California Walnut Harvest and Farm Bankruptcies Soaring
From the Ag Information Network, this is your Agribusiness Update.**As California’s walnut harvest begins, market conditions remain strong following improvement last year after several years of low crop prices.
With inventory from last year’s crop nearly sold out, Robert
Verloop, executive director of the California Walnut Board and Commission, says the industry is well positioned to start shipping new harvest California walnuts immediately.
Verloop says favorable weather helped produce a large crop of “exceptional” quality that international markets should appreciate.
**Farm bankruptcies as of July have exceeded those for all of 2024.
U.S. News and World Report says low commodity prices now come with higher costs for inputs like fertilizer and equipment.

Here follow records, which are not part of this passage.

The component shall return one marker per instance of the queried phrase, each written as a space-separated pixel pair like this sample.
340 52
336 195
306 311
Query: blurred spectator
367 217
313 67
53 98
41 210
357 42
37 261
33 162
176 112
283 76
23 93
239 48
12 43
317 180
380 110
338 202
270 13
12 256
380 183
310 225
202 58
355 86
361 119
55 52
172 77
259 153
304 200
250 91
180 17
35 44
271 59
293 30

Climate change has led to deeper, longer droughts and more flooding.
Trade wars aren’t helping with tariffs on other countries’ exports to the U.S. making those products more expensive, and retaliations from some countries like China hitting farmers directly.
**In a press release, the National Association of Farmer Elected Committees reports that FSA offices "are critically understaffed," yet USDA officials have publicly denied those concerns.
NAFEC President, Jim Zumbrink says the word we are consistently hearing is that our county office staffs are critically understaffed.
FSA leaders have indicated staffing levels of county office employees are now under 6,000, compared to several thousand more, just a few years ago.